そうなると誰かに成りすましや情報を集めるための聞き込みで支障が出る。
「そのための第一歩として学校に行く...どうかね?」
このおじいさんの提案に僕はどこか納得がいくような気がした。
東京のある中学、気だるげに三年生を迎えていた学生は朝一番のホームルームが始まるまでガヤガヤと騒いでいた。

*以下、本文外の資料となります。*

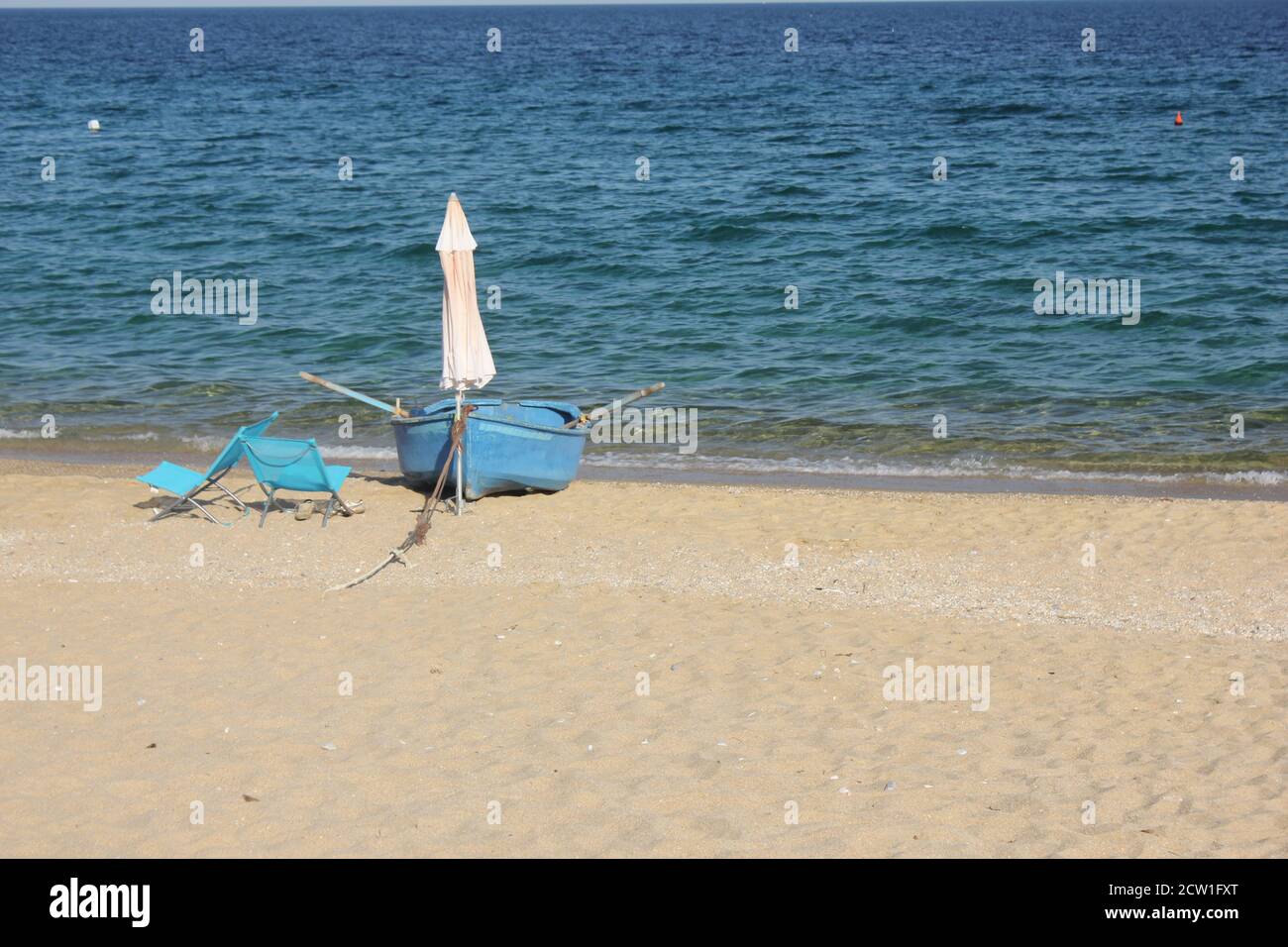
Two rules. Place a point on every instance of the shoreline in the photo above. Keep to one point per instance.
(1134, 651)
(1106, 484)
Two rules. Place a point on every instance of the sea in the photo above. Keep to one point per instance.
(829, 230)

「昨日、月が破壊されたって聞いてたけどこんな授業している暇あるのか?」
「それに最近物騒だよな...光線で人が焼け死んだりとか、人間が短時間で真っ二つになったりとか。」
だいたいアニメやゲーム、もしくは他愛もない話ばかりをするものだが、今日は依然として最近のニュースで持ちきりだった。
「なんだか最近物騒なことばっかだなぁ...」
「仕方ないでしょ、男の子ってオカルト好きなんだから。」
「そういうものかな...真魚ちゃん。」
それに対して話題にあまり乗っかろうとしない二人は話し合う。
「それは僕も同意しますね。」
「あ、氷川君!」
その二人の間に真面目そうな男の子が割り込む。
「不可能犯罪って言ってますけど、人が死んでいる事件でこうも盛り上がるなんてできません...そうですよね、沢木君。」
「まぁ、そこまで真面目に考えてはないけどね。」
「はいはいっ!もうホームルームの時間だよ!」
教室に入ってきた担任を目にし、生徒たちは自分の席に着く。
「今日から三年生が始まって皆飽き飽きしていると思うけど、ここで転校生だ。」
「転校生!?」
「かわいい子が来てるといいなぁ...」
「ちょっと、涼君!」
皆、新しく来る同級生に興味津々な様子を見せる。
「静かに!...さぁ、入って!」
ガラリと開けて入ってきたのは白髪に少し大人しくて中性的な青年。
「男の子?」
「なんか目覚めてしまいそう...」
ゆっくりと教卓にいる担任の傍まで歩き、正面を向く青年。
「じゃあ、名前を書いて自己紹介をしてくれるかい?」
「はい。」
チョークを受け取った青年は黒板に文字を刻む。
「[[rb:乾 凪 > いぬい なぎ]]です...よろしくお願いします。」
「というわけだ。仲良くしてやってくれ。」
担任はクラス中を見回す。
「え~っと...沢木君の隣に行ってくれるかい?」
「分かりました。」
独特な雰囲気を纏う彼にクラスの皆はなぜか静かになる。
「乾君、よろしくね!」
「うん、こちらこそよろしく。」
席に着いて涼の挨拶に応える凪をどこか不審そうに氷川は見ていた。